Начало смеркаться; зажглись тамъ и сямъ огоньки. Тутъ началось общественное угощеніе. Взрослые выпивали водку, женщинамъ и дѣтямъ конфеты и орѣхи... Вкругъ огней образовались хороводы и начались національные танцы; съ припѣвомъ, "еженъ-ногой, еженъ-ногой" -- ходилъ хороводъ въ 50--70 человѣкъ мужчинъ и женщинъ вокругъ огня, топчась и прискакивая отъ земли на нѣсколько вершковъ... Тутъ и тамъ слышались эти однообразные напѣвы, для насъ скучные и безтолковые... Пѣли и мы, грѣшные, свои народныя пѣсни. Подлѣ насъ образовался кружокъ молодыхъ бурятъ; со вниманіемъ слушали они наши русскія пѣсни; наконецъ и сами запѣли... свои импровизаціи. Сидѣвшій подлѣ меня священникъ изъ бурятъ перепелъ мнѣ одну изъ нихъ. Говорилось, что вотъ-де въ старину они, буряты, также собирались и играли, и пѣли, и веселились цѣлыми родами. Вотъ и теперь вспомнили старину и спасибо нашему С--ту, повеселились по старинному и т. д.

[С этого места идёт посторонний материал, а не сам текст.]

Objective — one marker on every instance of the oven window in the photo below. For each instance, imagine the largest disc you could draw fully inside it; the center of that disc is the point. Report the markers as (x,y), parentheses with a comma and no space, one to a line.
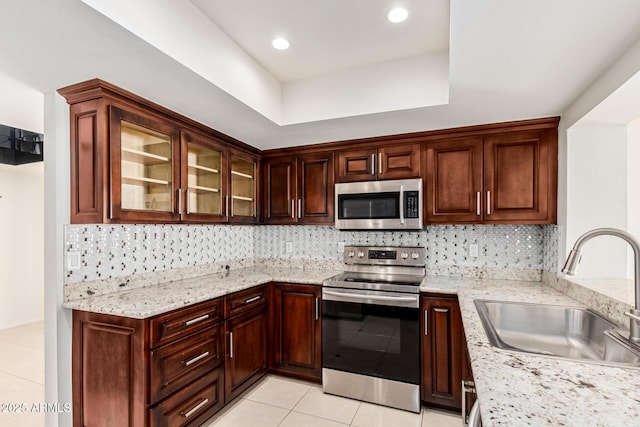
(374,340)
(369,206)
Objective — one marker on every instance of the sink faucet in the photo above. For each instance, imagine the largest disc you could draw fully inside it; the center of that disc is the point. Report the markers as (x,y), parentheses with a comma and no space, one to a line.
(574,258)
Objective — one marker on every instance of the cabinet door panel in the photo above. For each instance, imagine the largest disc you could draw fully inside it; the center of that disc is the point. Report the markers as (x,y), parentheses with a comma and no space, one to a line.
(145,167)
(520,177)
(398,162)
(356,165)
(442,352)
(246,359)
(454,181)
(316,185)
(279,190)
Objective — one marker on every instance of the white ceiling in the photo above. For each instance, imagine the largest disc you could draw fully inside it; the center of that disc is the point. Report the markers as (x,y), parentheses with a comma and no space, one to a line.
(331,35)
(507,61)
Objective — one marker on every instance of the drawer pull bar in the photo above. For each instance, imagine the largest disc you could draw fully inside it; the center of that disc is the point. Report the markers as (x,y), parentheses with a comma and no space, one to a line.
(196,320)
(195,359)
(195,409)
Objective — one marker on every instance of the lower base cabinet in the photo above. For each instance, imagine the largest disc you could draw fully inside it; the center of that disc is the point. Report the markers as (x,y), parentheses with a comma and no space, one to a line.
(442,342)
(296,331)
(175,369)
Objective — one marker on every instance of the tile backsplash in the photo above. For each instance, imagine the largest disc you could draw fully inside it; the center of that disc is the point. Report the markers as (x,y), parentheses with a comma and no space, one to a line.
(113,251)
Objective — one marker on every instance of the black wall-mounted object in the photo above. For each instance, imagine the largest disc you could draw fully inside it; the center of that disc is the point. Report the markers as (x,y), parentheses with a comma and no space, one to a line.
(19,146)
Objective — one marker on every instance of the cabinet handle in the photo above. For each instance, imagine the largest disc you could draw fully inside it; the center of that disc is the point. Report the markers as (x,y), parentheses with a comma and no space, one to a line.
(426,322)
(194,409)
(467,387)
(250,300)
(195,359)
(196,320)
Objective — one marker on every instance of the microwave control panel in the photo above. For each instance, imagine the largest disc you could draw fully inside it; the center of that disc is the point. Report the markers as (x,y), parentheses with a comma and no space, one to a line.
(411,204)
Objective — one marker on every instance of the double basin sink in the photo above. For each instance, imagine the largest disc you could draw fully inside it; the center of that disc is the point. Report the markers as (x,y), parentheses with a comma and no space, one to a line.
(573,333)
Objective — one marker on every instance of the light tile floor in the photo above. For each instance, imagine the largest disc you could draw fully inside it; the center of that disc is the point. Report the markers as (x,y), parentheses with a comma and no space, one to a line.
(283,402)
(22,375)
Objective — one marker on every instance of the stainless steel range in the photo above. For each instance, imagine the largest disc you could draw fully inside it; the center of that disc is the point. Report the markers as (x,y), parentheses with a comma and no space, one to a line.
(370,326)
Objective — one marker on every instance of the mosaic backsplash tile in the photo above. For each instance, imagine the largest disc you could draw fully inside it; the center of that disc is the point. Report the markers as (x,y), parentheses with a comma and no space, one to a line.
(113,251)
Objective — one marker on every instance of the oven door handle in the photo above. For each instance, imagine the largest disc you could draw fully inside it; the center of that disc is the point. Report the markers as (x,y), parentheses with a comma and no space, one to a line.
(370,297)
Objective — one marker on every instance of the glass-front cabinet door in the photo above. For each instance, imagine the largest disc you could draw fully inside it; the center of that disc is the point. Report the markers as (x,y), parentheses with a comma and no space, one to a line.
(243,188)
(144,178)
(203,179)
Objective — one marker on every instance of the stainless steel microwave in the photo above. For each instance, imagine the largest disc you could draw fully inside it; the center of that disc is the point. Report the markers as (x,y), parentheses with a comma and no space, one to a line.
(379,205)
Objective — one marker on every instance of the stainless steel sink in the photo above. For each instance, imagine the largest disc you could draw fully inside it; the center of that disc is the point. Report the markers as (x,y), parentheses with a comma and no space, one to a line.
(575,333)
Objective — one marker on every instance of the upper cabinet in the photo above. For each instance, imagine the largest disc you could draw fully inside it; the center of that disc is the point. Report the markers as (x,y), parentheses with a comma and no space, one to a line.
(501,178)
(135,162)
(298,189)
(386,162)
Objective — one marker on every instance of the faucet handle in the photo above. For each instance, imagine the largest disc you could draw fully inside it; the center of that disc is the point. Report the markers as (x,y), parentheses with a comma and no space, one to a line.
(632,316)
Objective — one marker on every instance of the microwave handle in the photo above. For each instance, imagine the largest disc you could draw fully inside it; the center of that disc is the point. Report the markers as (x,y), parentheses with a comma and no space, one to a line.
(402,204)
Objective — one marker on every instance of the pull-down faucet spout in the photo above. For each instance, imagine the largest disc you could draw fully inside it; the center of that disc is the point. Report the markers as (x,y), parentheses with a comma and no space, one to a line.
(574,258)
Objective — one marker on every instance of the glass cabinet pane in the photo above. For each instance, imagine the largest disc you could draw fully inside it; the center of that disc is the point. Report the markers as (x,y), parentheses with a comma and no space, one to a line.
(203,180)
(146,169)
(242,187)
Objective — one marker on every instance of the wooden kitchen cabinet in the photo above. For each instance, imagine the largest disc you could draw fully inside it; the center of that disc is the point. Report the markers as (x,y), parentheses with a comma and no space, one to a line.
(134,372)
(298,189)
(246,331)
(506,178)
(385,162)
(442,345)
(296,331)
(133,161)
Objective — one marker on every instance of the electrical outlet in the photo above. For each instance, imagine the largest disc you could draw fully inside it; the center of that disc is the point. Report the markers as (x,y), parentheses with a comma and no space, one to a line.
(473,250)
(73,260)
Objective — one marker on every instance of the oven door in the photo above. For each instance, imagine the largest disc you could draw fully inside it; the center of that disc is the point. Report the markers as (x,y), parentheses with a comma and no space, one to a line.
(371,333)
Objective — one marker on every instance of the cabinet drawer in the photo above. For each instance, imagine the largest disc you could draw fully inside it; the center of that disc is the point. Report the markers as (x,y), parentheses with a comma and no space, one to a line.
(241,301)
(177,364)
(180,323)
(192,405)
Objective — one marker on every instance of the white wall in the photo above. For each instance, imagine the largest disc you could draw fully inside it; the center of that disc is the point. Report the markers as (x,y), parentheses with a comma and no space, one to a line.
(597,197)
(21,213)
(20,106)
(22,244)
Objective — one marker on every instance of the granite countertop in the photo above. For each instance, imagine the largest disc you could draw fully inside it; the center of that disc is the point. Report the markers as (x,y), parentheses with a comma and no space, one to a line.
(144,302)
(527,390)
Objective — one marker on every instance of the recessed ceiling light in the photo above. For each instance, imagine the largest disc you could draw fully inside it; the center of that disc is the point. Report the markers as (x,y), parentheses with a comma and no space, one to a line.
(397,14)
(280,43)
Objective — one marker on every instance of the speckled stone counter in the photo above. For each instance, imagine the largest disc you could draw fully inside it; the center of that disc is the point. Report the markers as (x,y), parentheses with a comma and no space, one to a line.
(528,390)
(152,300)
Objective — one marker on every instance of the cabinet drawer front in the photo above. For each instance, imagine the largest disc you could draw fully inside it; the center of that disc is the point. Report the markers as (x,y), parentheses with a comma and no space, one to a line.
(179,363)
(180,323)
(241,301)
(193,404)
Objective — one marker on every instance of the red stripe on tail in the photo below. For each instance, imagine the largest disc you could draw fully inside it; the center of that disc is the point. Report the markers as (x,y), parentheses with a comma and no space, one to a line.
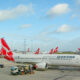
(5,50)
(37,52)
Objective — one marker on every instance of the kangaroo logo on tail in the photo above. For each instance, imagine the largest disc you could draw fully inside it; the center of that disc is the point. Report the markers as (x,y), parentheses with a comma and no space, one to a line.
(5,50)
(37,52)
(51,51)
(56,50)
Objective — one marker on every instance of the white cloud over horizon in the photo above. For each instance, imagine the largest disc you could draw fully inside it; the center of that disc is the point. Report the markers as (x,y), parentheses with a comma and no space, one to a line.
(25,26)
(58,10)
(14,12)
(64,28)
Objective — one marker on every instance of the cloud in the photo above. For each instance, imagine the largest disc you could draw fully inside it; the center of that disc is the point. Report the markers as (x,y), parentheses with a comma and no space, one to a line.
(15,12)
(64,28)
(25,26)
(58,10)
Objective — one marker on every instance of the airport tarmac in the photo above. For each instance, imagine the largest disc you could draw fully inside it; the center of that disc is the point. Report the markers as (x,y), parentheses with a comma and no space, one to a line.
(50,74)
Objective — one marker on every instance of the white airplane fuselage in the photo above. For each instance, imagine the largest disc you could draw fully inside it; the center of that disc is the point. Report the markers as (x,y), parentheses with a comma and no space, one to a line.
(53,59)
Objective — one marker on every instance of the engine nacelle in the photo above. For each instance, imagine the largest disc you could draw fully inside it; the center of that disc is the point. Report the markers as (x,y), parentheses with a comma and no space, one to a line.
(41,66)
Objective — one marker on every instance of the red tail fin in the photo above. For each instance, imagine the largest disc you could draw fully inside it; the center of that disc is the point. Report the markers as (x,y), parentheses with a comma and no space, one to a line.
(37,52)
(56,50)
(5,50)
(51,51)
(28,50)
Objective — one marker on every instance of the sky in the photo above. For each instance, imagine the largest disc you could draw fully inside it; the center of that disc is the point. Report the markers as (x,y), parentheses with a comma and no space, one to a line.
(43,24)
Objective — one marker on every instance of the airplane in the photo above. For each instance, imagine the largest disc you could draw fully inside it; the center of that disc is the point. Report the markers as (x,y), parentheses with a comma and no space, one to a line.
(40,61)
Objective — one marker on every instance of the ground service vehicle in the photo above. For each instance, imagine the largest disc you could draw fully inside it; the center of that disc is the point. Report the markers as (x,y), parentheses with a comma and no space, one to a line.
(21,70)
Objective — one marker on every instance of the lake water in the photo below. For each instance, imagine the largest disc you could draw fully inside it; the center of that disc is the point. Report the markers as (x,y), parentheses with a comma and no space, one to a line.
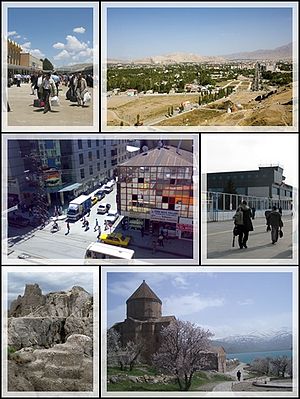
(247,357)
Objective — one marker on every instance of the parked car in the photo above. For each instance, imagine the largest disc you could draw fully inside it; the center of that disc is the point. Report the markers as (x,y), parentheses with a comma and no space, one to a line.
(111,217)
(18,220)
(103,208)
(100,194)
(115,239)
(94,200)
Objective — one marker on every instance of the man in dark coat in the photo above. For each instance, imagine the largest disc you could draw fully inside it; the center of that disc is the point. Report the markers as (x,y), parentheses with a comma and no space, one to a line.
(274,220)
(246,226)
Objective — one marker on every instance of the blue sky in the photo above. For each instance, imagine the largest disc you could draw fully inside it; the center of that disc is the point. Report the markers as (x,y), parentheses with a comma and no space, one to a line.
(48,282)
(226,303)
(49,33)
(141,32)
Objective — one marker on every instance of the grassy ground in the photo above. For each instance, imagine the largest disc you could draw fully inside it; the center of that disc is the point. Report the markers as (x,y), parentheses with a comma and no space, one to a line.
(202,381)
(195,118)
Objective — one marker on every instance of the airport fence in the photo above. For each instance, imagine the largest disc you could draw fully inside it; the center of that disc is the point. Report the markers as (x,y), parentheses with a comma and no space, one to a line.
(222,206)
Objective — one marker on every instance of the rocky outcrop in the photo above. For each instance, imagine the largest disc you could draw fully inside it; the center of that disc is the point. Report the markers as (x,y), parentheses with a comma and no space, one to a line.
(53,336)
(35,331)
(43,320)
(64,367)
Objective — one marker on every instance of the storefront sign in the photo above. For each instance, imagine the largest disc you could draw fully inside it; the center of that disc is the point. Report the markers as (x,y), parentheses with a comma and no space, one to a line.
(163,215)
(185,227)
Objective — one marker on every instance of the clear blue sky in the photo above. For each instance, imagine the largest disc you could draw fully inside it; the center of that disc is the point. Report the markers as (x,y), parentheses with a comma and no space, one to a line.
(226,303)
(48,282)
(140,32)
(38,29)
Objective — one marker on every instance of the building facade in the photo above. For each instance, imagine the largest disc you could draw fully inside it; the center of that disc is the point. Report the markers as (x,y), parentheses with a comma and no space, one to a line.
(67,167)
(155,191)
(267,181)
(13,53)
(28,60)
(143,324)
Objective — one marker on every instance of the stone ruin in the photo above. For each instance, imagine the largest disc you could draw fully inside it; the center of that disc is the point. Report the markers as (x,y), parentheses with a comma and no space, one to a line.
(52,336)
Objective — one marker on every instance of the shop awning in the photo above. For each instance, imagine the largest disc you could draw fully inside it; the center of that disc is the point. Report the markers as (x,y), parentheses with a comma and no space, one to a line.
(70,188)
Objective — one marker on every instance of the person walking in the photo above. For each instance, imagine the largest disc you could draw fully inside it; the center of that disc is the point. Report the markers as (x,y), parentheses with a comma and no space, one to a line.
(275,221)
(161,240)
(267,213)
(154,244)
(49,89)
(80,90)
(68,228)
(242,220)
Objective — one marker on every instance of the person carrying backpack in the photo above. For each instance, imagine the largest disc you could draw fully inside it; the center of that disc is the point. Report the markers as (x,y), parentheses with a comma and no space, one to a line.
(242,220)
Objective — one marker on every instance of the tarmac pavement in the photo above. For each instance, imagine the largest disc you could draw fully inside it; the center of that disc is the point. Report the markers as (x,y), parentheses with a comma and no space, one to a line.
(66,114)
(42,244)
(219,241)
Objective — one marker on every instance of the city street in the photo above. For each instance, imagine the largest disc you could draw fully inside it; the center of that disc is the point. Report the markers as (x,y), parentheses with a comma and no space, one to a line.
(42,244)
(66,114)
(219,241)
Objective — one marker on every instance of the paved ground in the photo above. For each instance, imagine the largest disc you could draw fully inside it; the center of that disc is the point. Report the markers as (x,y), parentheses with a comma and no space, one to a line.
(219,242)
(67,114)
(41,243)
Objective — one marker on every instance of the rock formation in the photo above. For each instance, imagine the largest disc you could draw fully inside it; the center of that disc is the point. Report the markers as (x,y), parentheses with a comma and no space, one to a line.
(53,336)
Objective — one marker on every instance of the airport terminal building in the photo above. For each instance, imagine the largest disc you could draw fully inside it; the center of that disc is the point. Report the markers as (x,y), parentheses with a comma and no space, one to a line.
(266,182)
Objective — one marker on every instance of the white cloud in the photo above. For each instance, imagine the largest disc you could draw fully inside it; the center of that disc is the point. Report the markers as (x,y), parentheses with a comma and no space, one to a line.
(26,46)
(73,44)
(247,301)
(79,30)
(184,305)
(62,55)
(37,53)
(59,45)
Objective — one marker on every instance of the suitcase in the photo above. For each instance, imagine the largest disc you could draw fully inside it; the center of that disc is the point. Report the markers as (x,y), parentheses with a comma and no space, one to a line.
(38,103)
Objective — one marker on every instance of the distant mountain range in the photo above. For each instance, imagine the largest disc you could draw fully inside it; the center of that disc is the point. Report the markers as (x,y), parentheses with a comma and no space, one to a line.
(279,53)
(283,52)
(257,342)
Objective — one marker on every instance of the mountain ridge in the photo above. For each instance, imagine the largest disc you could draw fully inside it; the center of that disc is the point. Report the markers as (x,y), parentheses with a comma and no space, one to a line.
(281,52)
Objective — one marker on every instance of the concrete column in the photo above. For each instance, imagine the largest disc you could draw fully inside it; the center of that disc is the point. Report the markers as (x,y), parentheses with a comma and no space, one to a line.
(62,200)
(49,198)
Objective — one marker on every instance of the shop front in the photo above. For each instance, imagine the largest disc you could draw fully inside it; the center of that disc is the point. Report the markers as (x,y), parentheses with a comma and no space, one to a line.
(185,228)
(163,221)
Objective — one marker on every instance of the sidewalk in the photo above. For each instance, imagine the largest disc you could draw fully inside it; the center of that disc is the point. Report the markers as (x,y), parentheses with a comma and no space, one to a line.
(172,246)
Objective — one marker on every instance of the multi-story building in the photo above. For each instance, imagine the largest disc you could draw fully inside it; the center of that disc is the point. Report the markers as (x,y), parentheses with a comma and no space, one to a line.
(155,190)
(67,167)
(13,52)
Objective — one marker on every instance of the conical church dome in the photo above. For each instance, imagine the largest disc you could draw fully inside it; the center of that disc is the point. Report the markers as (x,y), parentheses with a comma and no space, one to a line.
(144,304)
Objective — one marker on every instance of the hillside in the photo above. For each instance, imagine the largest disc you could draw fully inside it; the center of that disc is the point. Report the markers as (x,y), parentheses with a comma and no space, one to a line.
(282,53)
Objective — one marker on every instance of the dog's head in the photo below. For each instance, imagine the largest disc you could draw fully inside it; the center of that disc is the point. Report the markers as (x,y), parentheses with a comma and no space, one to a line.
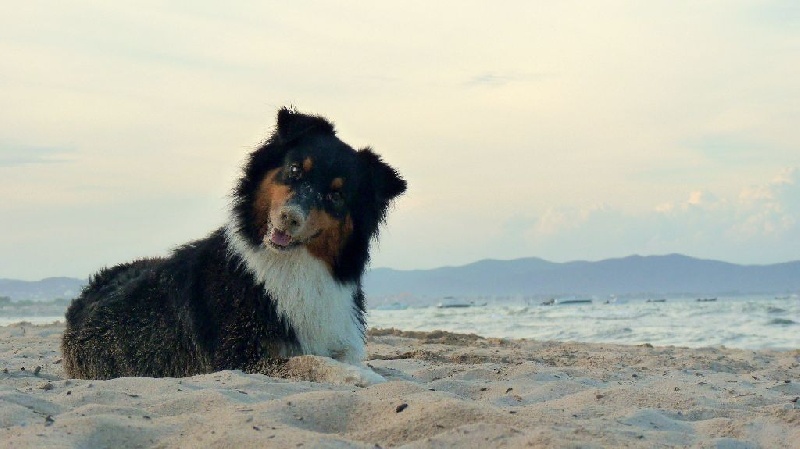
(306,190)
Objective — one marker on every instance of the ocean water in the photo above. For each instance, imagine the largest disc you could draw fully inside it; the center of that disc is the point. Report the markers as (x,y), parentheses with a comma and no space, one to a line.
(734,322)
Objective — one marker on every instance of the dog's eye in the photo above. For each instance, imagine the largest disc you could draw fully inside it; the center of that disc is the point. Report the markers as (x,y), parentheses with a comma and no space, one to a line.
(294,171)
(336,197)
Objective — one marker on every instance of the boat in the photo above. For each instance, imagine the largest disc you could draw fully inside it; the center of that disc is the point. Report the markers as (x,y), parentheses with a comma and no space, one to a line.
(392,306)
(450,302)
(566,301)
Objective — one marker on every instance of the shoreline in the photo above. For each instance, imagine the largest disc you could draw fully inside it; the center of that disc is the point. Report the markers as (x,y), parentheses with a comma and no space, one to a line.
(443,389)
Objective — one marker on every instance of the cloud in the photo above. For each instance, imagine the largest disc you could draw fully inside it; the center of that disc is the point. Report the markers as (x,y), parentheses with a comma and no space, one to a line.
(492,79)
(16,155)
(760,225)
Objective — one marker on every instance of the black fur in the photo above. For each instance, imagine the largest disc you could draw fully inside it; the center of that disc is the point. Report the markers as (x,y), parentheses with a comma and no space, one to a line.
(200,309)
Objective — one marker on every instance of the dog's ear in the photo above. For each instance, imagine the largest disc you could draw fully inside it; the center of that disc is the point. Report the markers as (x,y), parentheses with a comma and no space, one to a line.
(385,180)
(293,124)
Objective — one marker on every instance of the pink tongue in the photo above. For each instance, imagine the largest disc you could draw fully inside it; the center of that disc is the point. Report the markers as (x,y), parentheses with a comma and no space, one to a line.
(280,238)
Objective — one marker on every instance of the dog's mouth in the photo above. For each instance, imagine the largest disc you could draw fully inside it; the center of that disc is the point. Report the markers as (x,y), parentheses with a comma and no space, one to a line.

Было уже совершенно темно: старики и старухи стали собираться во свояси,-- инымъ приходилось ѣхать до дому верстъ двадцать. И ни пьянаго шума, ни одной ссоры, ни драки между этой тысячной массой миролюбиваго и добродушнаго народа! Мы воротились домой уже далеко за полночь. Ночь была тиха и высоко на небѣ мерцали звѣзды.